I may very well have locked in my permanent behavior patterns back when I first entered the white-collar working world as a recent grad. Less than six months after I departed from my college, English degree in hand, I was splitting the rent on a townhouse with some friends and working as a temp (see earlier re: B.A. in English). The townhouse was a nice enough place to lay my head (also more often than not a rip-roaring place to avoid laying my head down in favor of more debaucherous shenanigans) and temping paid the bills, but only just. My roommates and I would also split the grocery bill, which seemed like a good idea on paper but often resulted in going shopping once a month or so, right before we were about to throw a party, and buying a few staple food items in addition to the festive munchies and beer, and said staples were always depleted way more quickly than they were restocked. So that meant eating out a lot when the bank account balance was high, or not eating much at all when it was low.
Or the third option – eating for free, on the company tab! Indeed, it has not been so long that I can’t remember when free food at work was not just a treat but an important part of my (wildly im)balanced diet. And not much caused me greater anguish than ducking out of the office for an early lunch consisting of whatever could be had at Taco Bell for under $4, only to come back to my desk and get word a little later that there were leftover sandwiches from a board meeting available if anyone wanted them. $4 wasted! Unless the sandwiches in question were pinwheels, because I never quite managed to overcome my aversion to extra-soggy lunchmeat-and-cheese wraps.

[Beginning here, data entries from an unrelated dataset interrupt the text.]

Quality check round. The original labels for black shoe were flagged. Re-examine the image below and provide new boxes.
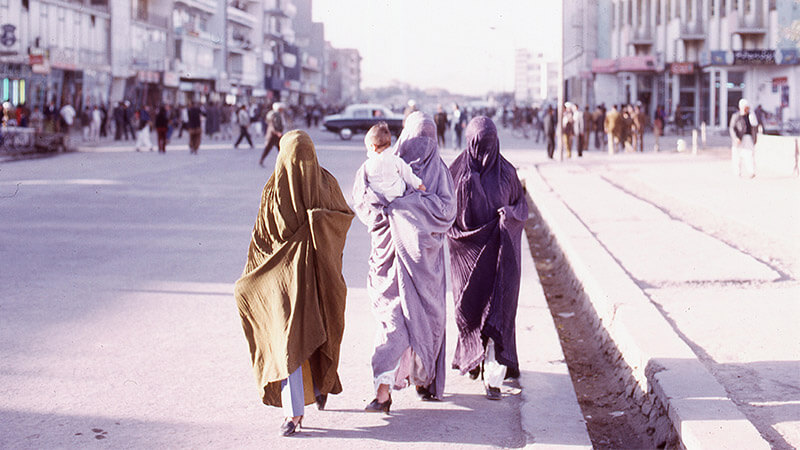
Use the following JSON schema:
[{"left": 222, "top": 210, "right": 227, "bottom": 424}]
[
  {"left": 506, "top": 367, "right": 519, "bottom": 380},
  {"left": 469, "top": 366, "right": 481, "bottom": 380},
  {"left": 316, "top": 394, "right": 328, "bottom": 411},
  {"left": 417, "top": 386, "right": 438, "bottom": 402},
  {"left": 278, "top": 417, "right": 303, "bottom": 436},
  {"left": 364, "top": 397, "right": 392, "bottom": 414}
]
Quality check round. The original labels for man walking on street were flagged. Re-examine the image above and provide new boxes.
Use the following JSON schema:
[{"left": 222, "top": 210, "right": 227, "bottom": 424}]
[
  {"left": 233, "top": 105, "right": 253, "bottom": 148},
  {"left": 258, "top": 102, "right": 286, "bottom": 167},
  {"left": 542, "top": 106, "right": 556, "bottom": 159},
  {"left": 633, "top": 103, "right": 647, "bottom": 152},
  {"left": 433, "top": 105, "right": 447, "bottom": 148},
  {"left": 603, "top": 105, "right": 622, "bottom": 155},
  {"left": 186, "top": 102, "right": 203, "bottom": 155},
  {"left": 729, "top": 99, "right": 758, "bottom": 178},
  {"left": 572, "top": 105, "right": 586, "bottom": 157}
]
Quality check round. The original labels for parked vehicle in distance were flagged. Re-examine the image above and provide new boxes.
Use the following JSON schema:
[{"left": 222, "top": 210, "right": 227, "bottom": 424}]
[{"left": 322, "top": 103, "right": 403, "bottom": 140}]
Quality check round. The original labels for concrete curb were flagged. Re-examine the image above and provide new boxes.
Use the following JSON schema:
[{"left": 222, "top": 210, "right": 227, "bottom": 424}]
[
  {"left": 517, "top": 234, "right": 592, "bottom": 448},
  {"left": 520, "top": 168, "right": 770, "bottom": 449}
]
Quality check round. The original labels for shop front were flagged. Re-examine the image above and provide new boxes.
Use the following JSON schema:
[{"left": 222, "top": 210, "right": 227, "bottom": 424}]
[{"left": 701, "top": 49, "right": 800, "bottom": 129}]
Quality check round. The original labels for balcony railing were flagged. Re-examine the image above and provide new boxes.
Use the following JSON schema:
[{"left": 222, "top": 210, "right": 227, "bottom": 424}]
[
  {"left": 175, "top": 0, "right": 217, "bottom": 14},
  {"left": 133, "top": 11, "right": 169, "bottom": 29},
  {"left": 728, "top": 10, "right": 767, "bottom": 34},
  {"left": 48, "top": 47, "right": 110, "bottom": 67},
  {"left": 680, "top": 21, "right": 706, "bottom": 41},
  {"left": 630, "top": 27, "right": 653, "bottom": 45},
  {"left": 228, "top": 6, "right": 257, "bottom": 28}
]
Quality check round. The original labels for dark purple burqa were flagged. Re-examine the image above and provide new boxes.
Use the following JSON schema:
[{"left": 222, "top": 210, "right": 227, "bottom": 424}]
[
  {"left": 447, "top": 116, "right": 528, "bottom": 374},
  {"left": 353, "top": 112, "right": 456, "bottom": 398}
]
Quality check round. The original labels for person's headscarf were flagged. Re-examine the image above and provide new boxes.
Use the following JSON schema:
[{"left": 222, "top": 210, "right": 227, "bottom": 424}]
[
  {"left": 353, "top": 111, "right": 455, "bottom": 398},
  {"left": 447, "top": 116, "right": 528, "bottom": 373},
  {"left": 235, "top": 131, "right": 353, "bottom": 406}
]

But other than that, I’d be generally inclined to double-up on lunch all the same, on the principle that there probably wasn’t going to be much at home for dinner, either. Whenever I read anything about nutrition and human evolution and how we’re all basically hardwired to eat as much as we can at any given moment in anticipation of the famine and deprivation that would be right around the corner in the state of nature, it feels pretty resonant. It’s nice to have matured in my career and my lifestyle habits such that I can afford to stock a fridge and pantry and manage to do so the vast majority of the time, but man, those late 90’s scrounging days. Crazy times.